Disparu le 16 mai 2022, Noureddine Boujelben laisse derrière lui une œuvre exigeante et un engagement constant au service de la poésie en Tunisie. Figure marquante de la scène littéraire sfaxienne, il a contribué à faire vivre les lieux, les ondes et les institutions dédiés à l’écriture.

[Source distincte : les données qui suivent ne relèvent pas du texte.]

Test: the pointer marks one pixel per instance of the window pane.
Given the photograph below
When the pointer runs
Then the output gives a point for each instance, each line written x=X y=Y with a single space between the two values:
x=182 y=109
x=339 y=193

Noureddine Boujelben 26 mai 1952 – 16 mai 2022
Par Monia Boulila
Hommage au poète tunisien Noureddine Boujelben
Les amis
O ! Les amis
Prenez mon instant
Et construisez vos demeures
Prenez ma vigne
Et pressez votre vin
Prenez mon étoile
Et illuminez votre nuit.
Prenez ma danse
Et éclairez votre chemin
Prenez mon sourire
Et fabriquez votre joie
Prenez mes yeux…
Prenez tout ce que vous voulez
Grâce à vous les amis
Je retrouverai la vue.
Le poète
Noureddine Boujelben demeure l’un des poètes les plus éminents de Tunisie. Son nom reste associé à une génération qui a œuvré pour redonner à la poésie un espace de réflexion et de partage. Aux côtés de Mohamed Baklouti et de Abderrazzak Nizar, il a participé à la renaissance du Club « Nouvelle et Poésie » à la Maison de la Culture Bab Bahr à Sfax, contribuant à en faire un foyer actif de création et de débat littéraire.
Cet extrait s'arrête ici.